Today memories, documents and other important information has moved from paper to digital. Nearly everybody uses a computer and moves more and more assets in a purely digital world. Also I am constantly building up and enlarging a digital storage for my assets and from day to day rely more and more on this.
This article is how I organized my assets, especially pictures, and how I am doing backups which let me sleep well. Let’s start with the first step, your assets – i.e. your important data.
Organizing Your Data
On Windows and Linux most of your data will be stored in so called users or home directory. But as not everything under this tree is worth (or meant) to be backuped, I organize my data as follows:
This is not the folder the system generated (I don’t like any predefined semantics or operations). This is a folder just in my home folder. Below this there is a flat structure just, providing one folder for each „Event“ or date:
For me it is essential to keep the hierarchy flat. Just subdirectories for „prints“ or „mail“ are created.
Similar the folder „my_data“ holds all essential data: documents, scans, whatever is of importance.
Versioning is more important than you may think at first glance. Imagine you are writing your thesis and call the file simply thesis.odt. Even if you copying this every now and then to an USB-drive or other memory devices, I promise you, there will be the time when you are looking for an important change you made recently and have to scan all of the thesis.odt with hopefully finding one of them being the most recent.
My strategy is simple: if I make an important change to an image, document or other, I add a version number to the file name. So I would name the file given above thesis_v1-0.odt. Minor changes will be saved to the same file, but very soon I will do a save as thesis_v1-1.odt. So it’s very easy to see, which file is the most recent and to compare versions (and up-to-dateness) of files from backup media and primary source. I am doing this also with images (when editing them) and some software does this also automatically (e.g. darktable when exporting JPEGs).
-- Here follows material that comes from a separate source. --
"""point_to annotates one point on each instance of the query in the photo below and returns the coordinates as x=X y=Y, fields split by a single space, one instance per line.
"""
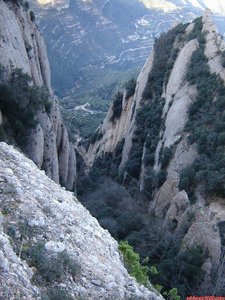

Caution: this does not work with files where the name matters (source code) or with RAW-sidecar files!
But in most cases I am fine with that. This is also one of the core principles of my backup strategy: I never overwrite target files, but always add the new versions to the backup media.
Online Backup Media
One of the most important points of backup is that it has to be very, very simple and convenient to do: it has to be just „one click“ or one command at the shell, and everything else is done automatically. A backup with forces you to organize and think will be done too rarely. So a backup media always connected to your workplace and being online is one of the best ways to do backups regularly. My solution is to have a NAS-system connected to my home network which automatically is being mounted to my workplace on boot time to always the same path.
Doing the Backup
So after downloading images from the camera to my structure, I go to the BASH and simply enter backup.sh (more exactly there is a symbolic link named bu.sh pointing to the – you may guess it – most recent version of backup.sh, e.g. backup_v1-6.sh).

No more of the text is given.